Los gestos cordiales siempre permiten anticipar la simpatía de lo que viene después. Se cuestiona, por su cuenta, si soy capaz de intuir y sentir la línea, los límites de los márgenes, el primer trazo, la idea antes que la palabra.

Asiento. Le muestro sorpresa ante lo sensorial que me adosa.

Permanezco en silencio, porque no sé qué puede pasarme en este instante.

Dejo que mi boca practique el lenguaje, los gestos nuevos.

Me indica que no ponga esa cara de desconcierto. ¡No!, mejor pensativo, entristecido, sin que se noten aún las heridas internas. El color del dolor por dentro. A qué me dedicaré ahora. Al menos mi aspecto luce normal. Espero su respuesta, finjo desinterés. Tampoco me ha puesto un nombre. Los escritores son

una especie rara.

Los escritores son una especie rara, ¡pienso por cuenta propia! Especie rara. Con la boca abierta, bien abierta y la lengua descuidada y los sonidos dispersos entre los dientes que buscan escaparse.

—¿Y yo? ¿Qué hago aquí? —la increpo con las cejas arqueadas, moviendo el mentón elevado.

Sin responderme, ella continúa escribiendo.

Me miro, descubro un saco desprendido. Me despojo de la prenda inútil, es verano.
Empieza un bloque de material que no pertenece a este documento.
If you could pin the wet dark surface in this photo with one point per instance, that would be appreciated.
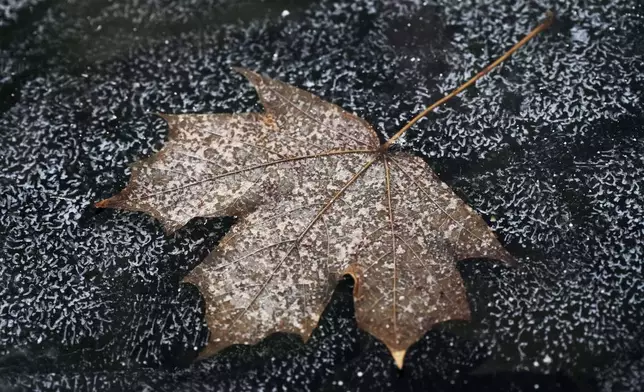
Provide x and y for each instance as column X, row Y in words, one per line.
column 548, row 148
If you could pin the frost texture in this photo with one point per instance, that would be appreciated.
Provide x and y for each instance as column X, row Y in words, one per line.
column 76, row 117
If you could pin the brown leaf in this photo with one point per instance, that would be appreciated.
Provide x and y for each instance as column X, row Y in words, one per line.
column 317, row 196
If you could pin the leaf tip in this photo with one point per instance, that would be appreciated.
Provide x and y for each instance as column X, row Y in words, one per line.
column 252, row 76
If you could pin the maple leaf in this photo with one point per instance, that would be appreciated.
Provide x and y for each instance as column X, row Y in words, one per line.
column 317, row 197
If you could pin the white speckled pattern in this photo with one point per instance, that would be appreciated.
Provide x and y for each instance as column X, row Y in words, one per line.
column 317, row 199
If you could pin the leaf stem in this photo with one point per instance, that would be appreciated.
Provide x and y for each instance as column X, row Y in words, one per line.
column 543, row 26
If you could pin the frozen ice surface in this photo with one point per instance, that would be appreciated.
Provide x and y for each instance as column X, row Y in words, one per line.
column 550, row 145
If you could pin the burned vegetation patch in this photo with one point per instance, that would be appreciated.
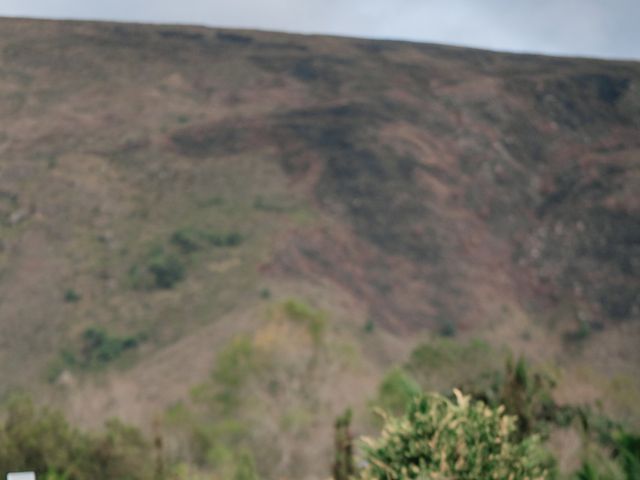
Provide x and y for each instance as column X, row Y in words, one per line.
column 364, row 179
column 206, row 140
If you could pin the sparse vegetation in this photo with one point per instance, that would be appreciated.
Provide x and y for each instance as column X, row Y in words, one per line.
column 315, row 320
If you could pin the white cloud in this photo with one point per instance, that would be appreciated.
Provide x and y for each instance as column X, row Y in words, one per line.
column 606, row 28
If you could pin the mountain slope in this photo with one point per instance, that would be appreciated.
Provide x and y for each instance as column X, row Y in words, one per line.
column 168, row 185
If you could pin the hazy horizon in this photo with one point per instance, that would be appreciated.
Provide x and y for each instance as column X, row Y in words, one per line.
column 588, row 28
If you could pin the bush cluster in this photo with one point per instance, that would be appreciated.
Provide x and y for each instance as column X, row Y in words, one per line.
column 441, row 439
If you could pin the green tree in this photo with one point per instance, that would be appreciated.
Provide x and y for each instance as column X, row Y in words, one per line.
column 441, row 439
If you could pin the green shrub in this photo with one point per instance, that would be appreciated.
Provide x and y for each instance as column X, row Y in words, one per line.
column 99, row 347
column 71, row 296
column 396, row 391
column 160, row 269
column 440, row 439
column 42, row 440
column 188, row 239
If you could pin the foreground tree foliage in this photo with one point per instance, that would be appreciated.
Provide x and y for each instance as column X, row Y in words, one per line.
column 43, row 441
column 445, row 440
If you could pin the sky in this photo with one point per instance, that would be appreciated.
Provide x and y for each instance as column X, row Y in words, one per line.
column 593, row 28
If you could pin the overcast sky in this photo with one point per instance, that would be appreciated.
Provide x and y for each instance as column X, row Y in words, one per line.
column 601, row 28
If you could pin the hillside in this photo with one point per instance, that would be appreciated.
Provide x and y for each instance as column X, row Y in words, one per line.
column 170, row 193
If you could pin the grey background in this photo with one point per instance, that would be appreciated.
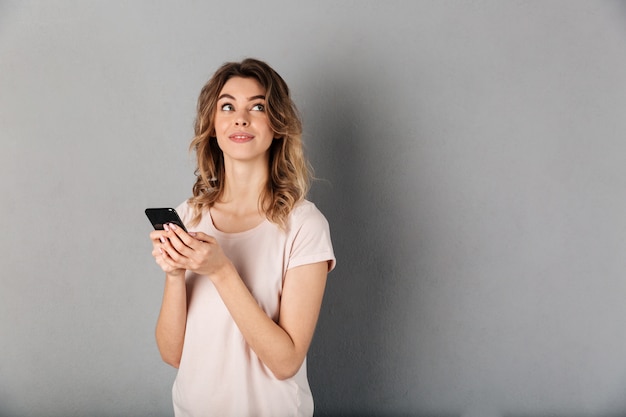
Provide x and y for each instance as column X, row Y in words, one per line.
column 471, row 158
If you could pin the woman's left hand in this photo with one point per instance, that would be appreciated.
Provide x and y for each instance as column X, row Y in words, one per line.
column 194, row 251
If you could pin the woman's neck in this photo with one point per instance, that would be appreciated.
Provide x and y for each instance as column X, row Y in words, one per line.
column 244, row 185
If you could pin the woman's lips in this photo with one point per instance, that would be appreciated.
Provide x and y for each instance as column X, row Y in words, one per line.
column 241, row 137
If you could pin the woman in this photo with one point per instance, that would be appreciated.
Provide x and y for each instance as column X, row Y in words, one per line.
column 243, row 290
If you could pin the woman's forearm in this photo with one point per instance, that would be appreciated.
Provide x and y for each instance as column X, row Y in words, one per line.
column 281, row 346
column 170, row 329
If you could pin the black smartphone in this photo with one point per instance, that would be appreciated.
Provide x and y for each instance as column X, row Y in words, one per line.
column 160, row 216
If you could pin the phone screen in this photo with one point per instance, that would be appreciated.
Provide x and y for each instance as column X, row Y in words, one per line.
column 160, row 216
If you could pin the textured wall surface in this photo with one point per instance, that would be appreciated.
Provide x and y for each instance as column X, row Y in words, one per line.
column 471, row 159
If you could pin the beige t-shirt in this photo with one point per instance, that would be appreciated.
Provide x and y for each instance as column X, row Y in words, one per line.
column 219, row 375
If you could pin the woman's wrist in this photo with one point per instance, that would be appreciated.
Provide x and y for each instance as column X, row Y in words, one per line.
column 175, row 275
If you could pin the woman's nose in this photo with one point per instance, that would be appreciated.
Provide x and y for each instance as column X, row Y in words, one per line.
column 241, row 120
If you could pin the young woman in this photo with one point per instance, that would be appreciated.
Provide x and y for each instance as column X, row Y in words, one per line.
column 243, row 290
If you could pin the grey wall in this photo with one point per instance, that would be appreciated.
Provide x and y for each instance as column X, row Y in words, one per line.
column 472, row 164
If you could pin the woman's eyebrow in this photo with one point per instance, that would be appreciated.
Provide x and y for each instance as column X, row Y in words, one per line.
column 228, row 96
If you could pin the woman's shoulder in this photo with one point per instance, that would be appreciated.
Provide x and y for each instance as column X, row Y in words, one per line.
column 306, row 212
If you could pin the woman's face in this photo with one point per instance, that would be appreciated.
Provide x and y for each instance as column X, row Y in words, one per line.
column 241, row 123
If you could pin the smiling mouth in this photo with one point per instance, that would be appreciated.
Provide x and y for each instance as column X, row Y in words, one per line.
column 241, row 137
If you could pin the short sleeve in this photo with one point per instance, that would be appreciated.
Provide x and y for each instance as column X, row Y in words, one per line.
column 311, row 238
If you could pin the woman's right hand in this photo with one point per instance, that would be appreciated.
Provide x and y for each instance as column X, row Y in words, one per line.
column 161, row 258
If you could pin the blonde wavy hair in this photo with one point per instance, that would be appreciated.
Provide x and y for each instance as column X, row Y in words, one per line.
column 289, row 171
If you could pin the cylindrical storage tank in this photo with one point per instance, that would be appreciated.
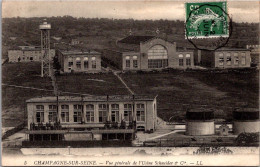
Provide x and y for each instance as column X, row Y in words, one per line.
column 246, row 120
column 200, row 122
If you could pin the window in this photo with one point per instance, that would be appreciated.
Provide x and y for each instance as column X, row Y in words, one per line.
column 52, row 113
column 188, row 62
column 77, row 116
column 135, row 64
column 228, row 59
column 39, row 107
column 221, row 59
column 243, row 59
column 94, row 64
column 39, row 113
column 78, row 63
column 140, row 116
column 102, row 111
column 85, row 62
column 236, row 59
column 70, row 60
column 127, row 112
column 39, row 116
column 115, row 113
column 157, row 57
column 77, row 113
column 65, row 113
column 90, row 113
column 181, row 60
column 53, row 107
column 52, row 116
column 127, row 62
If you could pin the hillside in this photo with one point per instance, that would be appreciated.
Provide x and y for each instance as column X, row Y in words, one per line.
column 99, row 33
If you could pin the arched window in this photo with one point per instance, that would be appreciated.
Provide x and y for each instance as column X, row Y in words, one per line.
column 243, row 59
column 93, row 61
column 221, row 59
column 65, row 113
column 78, row 62
column 228, row 59
column 85, row 62
column 90, row 113
column 188, row 61
column 236, row 59
column 157, row 57
column 115, row 112
column 135, row 64
column 127, row 61
column 70, row 62
column 180, row 59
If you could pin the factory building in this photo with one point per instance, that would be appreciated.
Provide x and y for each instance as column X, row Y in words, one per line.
column 148, row 53
column 90, row 117
column 200, row 122
column 79, row 61
column 255, row 53
column 27, row 54
column 246, row 120
column 225, row 58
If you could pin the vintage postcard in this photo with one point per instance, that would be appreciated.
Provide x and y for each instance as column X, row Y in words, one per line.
column 130, row 83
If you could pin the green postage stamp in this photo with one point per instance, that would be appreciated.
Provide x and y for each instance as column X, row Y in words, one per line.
column 206, row 20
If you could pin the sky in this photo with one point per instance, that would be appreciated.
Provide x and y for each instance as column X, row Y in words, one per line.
column 240, row 11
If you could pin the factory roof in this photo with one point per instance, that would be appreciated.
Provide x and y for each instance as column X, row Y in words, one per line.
column 91, row 98
column 232, row 49
column 121, row 49
column 26, row 48
column 184, row 49
column 200, row 110
column 132, row 39
column 247, row 110
column 78, row 52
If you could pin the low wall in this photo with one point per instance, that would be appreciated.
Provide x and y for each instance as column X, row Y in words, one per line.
column 200, row 128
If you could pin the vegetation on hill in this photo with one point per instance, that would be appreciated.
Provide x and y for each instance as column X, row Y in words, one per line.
column 98, row 33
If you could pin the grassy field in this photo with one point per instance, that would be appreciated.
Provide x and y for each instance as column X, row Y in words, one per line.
column 94, row 84
column 180, row 90
column 13, row 98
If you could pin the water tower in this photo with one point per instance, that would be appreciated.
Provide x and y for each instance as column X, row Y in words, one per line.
column 45, row 48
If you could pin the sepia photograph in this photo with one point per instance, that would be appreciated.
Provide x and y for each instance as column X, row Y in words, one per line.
column 130, row 83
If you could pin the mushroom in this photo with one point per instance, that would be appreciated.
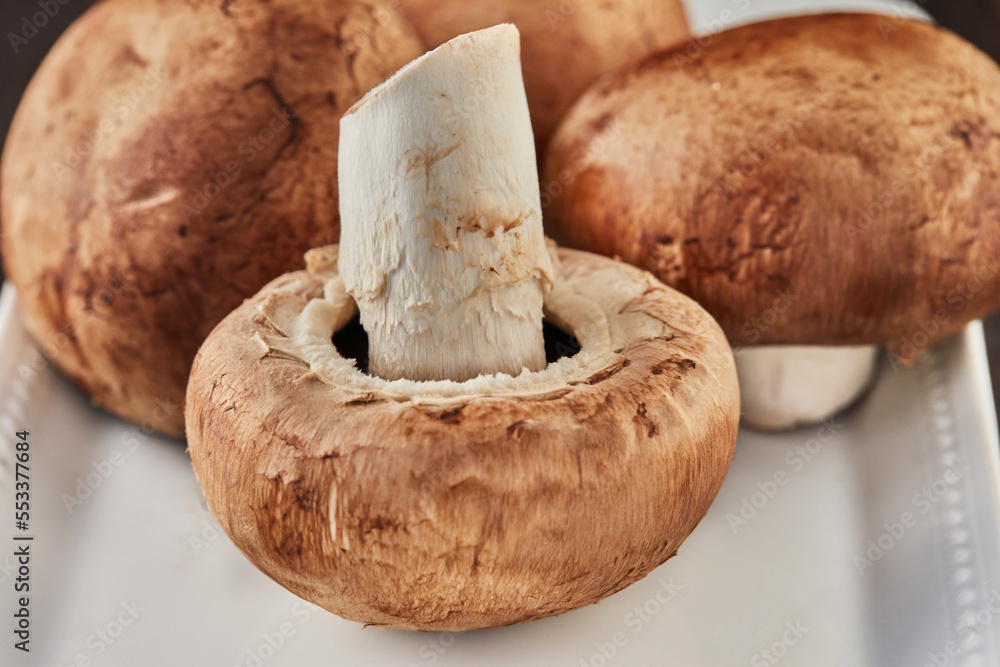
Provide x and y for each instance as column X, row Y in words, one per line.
column 821, row 184
column 166, row 162
column 463, row 481
column 567, row 45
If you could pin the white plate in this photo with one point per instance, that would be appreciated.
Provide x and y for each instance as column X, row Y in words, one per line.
column 781, row 563
column 851, row 545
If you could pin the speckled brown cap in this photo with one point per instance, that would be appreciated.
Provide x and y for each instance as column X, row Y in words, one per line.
column 830, row 179
column 168, row 160
column 453, row 506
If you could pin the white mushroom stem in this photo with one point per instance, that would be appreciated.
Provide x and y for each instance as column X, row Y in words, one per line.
column 784, row 386
column 441, row 227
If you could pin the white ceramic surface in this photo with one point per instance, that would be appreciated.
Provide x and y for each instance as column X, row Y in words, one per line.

Total, nadie le da importancia a la ropa que llevan los personajes de los cuentos.

La estructura de esta invención, seguro, no es muy diferente a la de otros mundos. No quiero mirar hacia atrás, igual que ustedes. Dirijo mi atención hacia los tensores paralelos, sobre ellos ya están las instrucciones.

Aquí hay lugar para todos, parece. Ella, yo y ustedes, en el orden sucesivo de aparición. Yo soy el personaje que ella crea, cuya otra mitad completan ustedes con la imaginación. Entonces, siento la certeza de poseer una fisonomía indefinida, mudable, en cada lectura. El consuelo de un poder fraccionado que nos une a los tres.

Allá afuera, ya sé lo que hay. Los he visto. Gente hacinada como hormigas, caminando, arrastrándose, trepando sobre las líneas que se han inventado. Para seguir haciendo lo que hacen, sin darse cuenta. Sin conocer muy bien sus nombres ni el lugar que ocupan. Al fin y al cabo, no somos tan diferentes.

Siento ruidos, puede ser, una vez más, la imaginación de ella. De cualquier modo, no voy a mirar hacia atrás. Continúo, estoy tendido sobre un diván, escuchando estos trozos de música que justifican mi nuevo mundo.